This is an important function to ensure that there are no memory leaks once the main() function completes. We use this function to ‘delete’ the hash table from memory.

  • Similar to print_table(), this function traverses the array and each linked list, free-ing items from memory as we go.
// Free table
void free_table(hash_table *ht) {


   for (int i = 0; i < TABLE_SIZE; i++) {


       node *cursor = ht->buckets[i];
       while (cursor) {
           node *temp = cursor;
           cursor = cursor->next;
           free(temp->key);
           free(temp->value);
           free(temp);
       }


   }


   free(ht);


}

Example usage

We’ll place our example usage code in the main() function for illustration. Here we start off by creating the table, placing keys and values into it, getting & deleting items, then freeing the table.

int main(void) {


   hash_table *ht = create_table();


   insert(ht, "Charlie", "(634) 466-1630");
   insert(ht, "Mac", "1-436-705-3673");
   insert(ht, "Dee", "1-214-717-1808");
   insert(ht, "Dennis", "(491) 584-6065");
   insert(ht, "Frank", "(641) 848-9738");


   char *name = "Agamemnon";
   char *result = get(ht, name);  // Declare and initialize `result`
   if (result) {
       printf("Found %s: %s\n", name, result);
   } else {
       printf("%s not found\n", name);
   }


   name = "Dennis";
   result = get(ht, name);  // result var already initialised
   if (result) {
       printf("Found %s: %s\n", name, result);
   } else {
       printf("%s not found\n", name);
   }


   print_table(ht);


   delete(ht, "Agamemnon");
   delete(ht, "Dennis");


   print_table(ht);


   free_table(ht);


   // We see that Dee and Charlie have keys that collide in this small of a table
   printf("Dee hash: %i\n", hash("Dee", TABLE_SIZE));
   printf("Charlie hash: %i\n", hash("Charlie", TABLE_SIZE));


   return 0;


}
/*
   Result


   $ make hash-table
   $ ./hash-table
   > Agamemnon not found
   > Found Dennis: (491) 584-6065
   > [0]: (Mac, 1-436-705-3673) -> NULL
   > [1]: NULL
   > [2]: (Dee, 1-214-717-1808) -> (Charlie, (634) 466-1630) -> NULL
   > [3]: NULL
   > [4]: NULL
   > [5]: (Dennis, (491) 584-6065) -> NULL
   > [6]: NULL
   > [7]: NULL
   > [8]: (Frank, (641) 848-9738) -> NULL
   > [9]: NULL
   > [10]: NULL
   > Key not found: Agamemnon
   > Deleted key: Dennis
   > [0]: (Mac, 1-436-705-3673) -> NULL
   > [1]: NULL
   > [2]: (Dee, 1-214-717-1808) -> (Charlie, (634) 466-1630) -> NULL
   > [3]: NULL
   > [4]: NULL
   > [5]: NULL
   > [6]: NULL
   > [7]: NULL
   > [8]: (Frank, (641) 848-9738) -> NULL
   > [9]: NULL
   > [10]: NULL
   > Dee hash: 2
   > Charlie hash: 2


*/

Note that we can see already that two of our keys (Dee and Charlie) have collided.

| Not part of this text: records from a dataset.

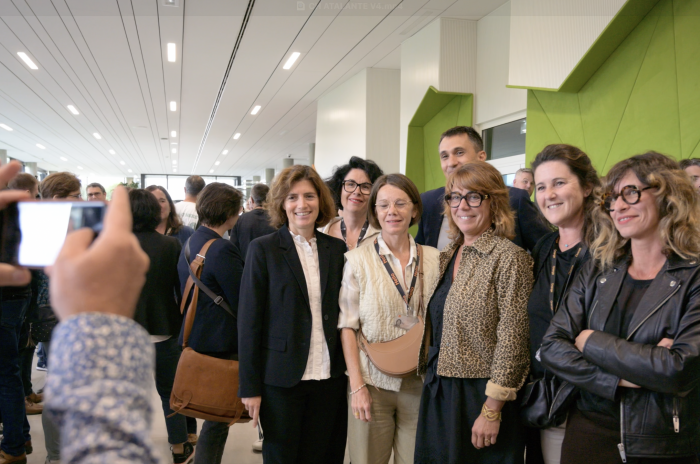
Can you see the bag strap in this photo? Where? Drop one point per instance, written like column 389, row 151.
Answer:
column 195, row 268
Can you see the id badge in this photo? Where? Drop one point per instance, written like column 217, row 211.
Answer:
column 405, row 322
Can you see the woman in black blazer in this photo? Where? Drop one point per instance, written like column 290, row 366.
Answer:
column 214, row 331
column 158, row 310
column 292, row 370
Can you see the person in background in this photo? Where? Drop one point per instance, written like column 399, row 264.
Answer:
column 170, row 223
column 384, row 409
column 692, row 167
column 187, row 209
column 460, row 145
column 628, row 333
column 565, row 194
column 14, row 303
column 351, row 185
column 214, row 331
column 96, row 192
column 57, row 186
column 478, row 356
column 27, row 182
column 158, row 311
column 292, row 371
column 524, row 180
column 254, row 223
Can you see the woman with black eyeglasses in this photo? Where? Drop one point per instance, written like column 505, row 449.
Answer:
column 351, row 185
column 478, row 354
column 628, row 335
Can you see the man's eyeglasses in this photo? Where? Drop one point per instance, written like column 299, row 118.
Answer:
column 350, row 186
column 630, row 194
column 474, row 199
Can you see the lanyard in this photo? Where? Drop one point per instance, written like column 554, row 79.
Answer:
column 343, row 230
column 554, row 276
column 395, row 279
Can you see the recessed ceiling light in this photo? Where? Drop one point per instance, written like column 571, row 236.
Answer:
column 171, row 52
column 291, row 60
column 27, row 60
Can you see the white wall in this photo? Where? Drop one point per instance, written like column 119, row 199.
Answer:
column 341, row 122
column 383, row 100
column 494, row 103
column 548, row 37
column 420, row 64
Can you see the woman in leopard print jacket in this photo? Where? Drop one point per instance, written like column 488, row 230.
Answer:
column 479, row 354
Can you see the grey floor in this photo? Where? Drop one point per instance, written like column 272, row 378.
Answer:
column 238, row 447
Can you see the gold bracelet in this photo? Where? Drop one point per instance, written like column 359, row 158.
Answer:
column 490, row 414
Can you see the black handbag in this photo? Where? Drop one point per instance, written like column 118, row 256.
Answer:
column 546, row 401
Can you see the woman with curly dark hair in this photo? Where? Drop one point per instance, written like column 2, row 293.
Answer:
column 351, row 185
column 170, row 223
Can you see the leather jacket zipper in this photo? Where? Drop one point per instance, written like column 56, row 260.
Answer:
column 621, row 445
column 676, row 419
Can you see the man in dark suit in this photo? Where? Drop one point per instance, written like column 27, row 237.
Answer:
column 458, row 146
column 253, row 224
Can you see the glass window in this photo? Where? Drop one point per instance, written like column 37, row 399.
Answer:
column 505, row 140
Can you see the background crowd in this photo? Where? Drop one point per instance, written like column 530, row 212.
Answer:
column 561, row 330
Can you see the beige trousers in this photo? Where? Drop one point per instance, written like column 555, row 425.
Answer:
column 393, row 425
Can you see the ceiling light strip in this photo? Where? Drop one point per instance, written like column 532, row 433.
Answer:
column 239, row 39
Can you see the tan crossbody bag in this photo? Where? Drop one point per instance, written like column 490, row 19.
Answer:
column 205, row 387
column 398, row 357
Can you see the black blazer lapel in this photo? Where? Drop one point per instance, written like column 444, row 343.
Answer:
column 289, row 251
column 324, row 260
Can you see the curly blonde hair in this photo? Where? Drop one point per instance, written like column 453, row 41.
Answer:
column 283, row 183
column 676, row 200
column 479, row 176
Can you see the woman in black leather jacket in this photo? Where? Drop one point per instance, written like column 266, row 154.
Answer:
column 629, row 333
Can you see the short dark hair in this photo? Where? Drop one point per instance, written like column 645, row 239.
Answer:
column 145, row 210
column 217, row 203
column 259, row 193
column 59, row 184
column 23, row 181
column 173, row 222
column 399, row 181
column 284, row 182
column 686, row 163
column 469, row 131
column 95, row 184
column 335, row 182
column 194, row 185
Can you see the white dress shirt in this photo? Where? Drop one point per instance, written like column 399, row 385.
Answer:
column 318, row 366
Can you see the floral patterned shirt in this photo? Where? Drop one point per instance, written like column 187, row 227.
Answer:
column 99, row 390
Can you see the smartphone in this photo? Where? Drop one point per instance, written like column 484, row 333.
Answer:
column 33, row 232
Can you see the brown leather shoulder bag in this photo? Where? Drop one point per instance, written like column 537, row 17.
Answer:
column 205, row 387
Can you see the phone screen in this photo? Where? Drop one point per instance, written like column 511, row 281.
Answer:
column 45, row 224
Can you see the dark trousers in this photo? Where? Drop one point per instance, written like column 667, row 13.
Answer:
column 306, row 423
column 167, row 356
column 16, row 426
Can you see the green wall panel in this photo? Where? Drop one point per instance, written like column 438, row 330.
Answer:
column 645, row 96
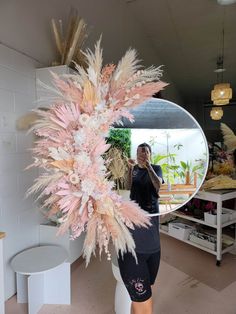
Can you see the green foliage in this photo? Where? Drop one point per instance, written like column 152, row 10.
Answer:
column 121, row 139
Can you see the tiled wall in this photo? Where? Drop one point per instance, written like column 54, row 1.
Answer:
column 19, row 217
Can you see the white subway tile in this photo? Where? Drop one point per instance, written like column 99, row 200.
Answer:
column 7, row 143
column 6, row 101
column 8, row 185
column 15, row 163
column 24, row 142
column 5, row 56
column 7, row 122
column 24, row 102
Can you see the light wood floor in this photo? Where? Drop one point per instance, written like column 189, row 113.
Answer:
column 188, row 282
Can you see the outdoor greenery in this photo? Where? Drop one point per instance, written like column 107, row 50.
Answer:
column 176, row 172
column 121, row 139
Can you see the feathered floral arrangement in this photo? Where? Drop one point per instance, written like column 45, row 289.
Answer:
column 69, row 42
column 71, row 144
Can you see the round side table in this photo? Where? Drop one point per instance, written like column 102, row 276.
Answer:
column 43, row 276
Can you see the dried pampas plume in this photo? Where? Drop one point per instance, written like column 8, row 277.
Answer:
column 70, row 44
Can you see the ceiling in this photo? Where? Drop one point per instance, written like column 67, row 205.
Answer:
column 187, row 35
column 183, row 35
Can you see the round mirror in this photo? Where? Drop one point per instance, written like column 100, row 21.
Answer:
column 178, row 145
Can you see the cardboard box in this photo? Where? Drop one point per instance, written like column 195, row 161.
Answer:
column 179, row 230
column 205, row 243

This happens because our hash function produces the same remainder (hash(key) % 11) for both Charlie and Dee. A larger table size would reduce the probability of such collisions.

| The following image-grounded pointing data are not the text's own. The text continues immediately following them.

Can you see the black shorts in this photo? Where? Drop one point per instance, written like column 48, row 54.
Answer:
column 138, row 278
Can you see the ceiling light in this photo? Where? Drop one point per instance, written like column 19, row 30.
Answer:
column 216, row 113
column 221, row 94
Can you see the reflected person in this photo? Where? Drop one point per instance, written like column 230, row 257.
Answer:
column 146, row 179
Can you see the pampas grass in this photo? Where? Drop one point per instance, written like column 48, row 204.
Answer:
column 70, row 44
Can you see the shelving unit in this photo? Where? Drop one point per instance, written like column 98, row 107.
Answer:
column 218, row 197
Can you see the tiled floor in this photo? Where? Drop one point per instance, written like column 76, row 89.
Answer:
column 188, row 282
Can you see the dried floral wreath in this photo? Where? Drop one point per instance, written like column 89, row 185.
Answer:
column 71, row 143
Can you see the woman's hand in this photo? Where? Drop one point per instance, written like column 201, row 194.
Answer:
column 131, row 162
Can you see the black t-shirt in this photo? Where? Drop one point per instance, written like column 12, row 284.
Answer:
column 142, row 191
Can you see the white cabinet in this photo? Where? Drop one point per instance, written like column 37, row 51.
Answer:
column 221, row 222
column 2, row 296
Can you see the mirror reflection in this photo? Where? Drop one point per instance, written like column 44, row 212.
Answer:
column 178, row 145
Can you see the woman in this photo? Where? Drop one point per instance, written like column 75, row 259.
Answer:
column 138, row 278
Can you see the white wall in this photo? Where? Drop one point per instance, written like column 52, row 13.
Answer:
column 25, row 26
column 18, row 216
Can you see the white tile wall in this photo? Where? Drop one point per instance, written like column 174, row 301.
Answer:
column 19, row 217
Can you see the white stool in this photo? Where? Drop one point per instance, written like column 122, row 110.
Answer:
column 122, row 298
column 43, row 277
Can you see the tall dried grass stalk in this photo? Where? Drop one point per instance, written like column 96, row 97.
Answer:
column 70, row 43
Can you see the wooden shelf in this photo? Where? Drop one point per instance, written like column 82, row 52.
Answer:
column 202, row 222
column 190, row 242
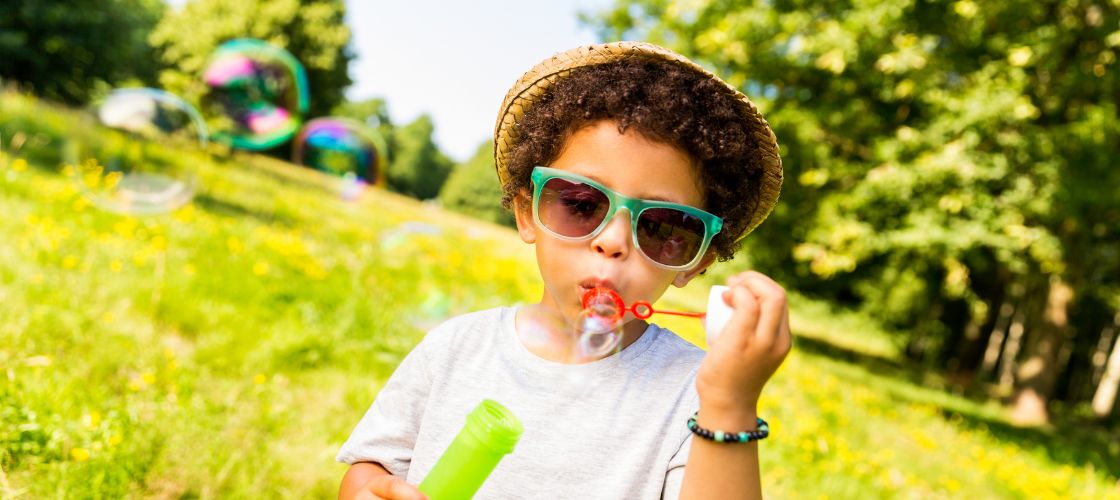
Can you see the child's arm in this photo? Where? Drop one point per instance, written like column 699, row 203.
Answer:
column 370, row 481
column 750, row 348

Hash table collision illustration
//    An illustration of how two names may end up in the same bucket. Unfortunately there aren’t enough people here for a game of Chardee MacDennis.

Wrap-up

While fun, this is still a naive implementation of this data structure. To improve this, we could probably start by splitting up the struct and function definitions into their own scripts to improve readability.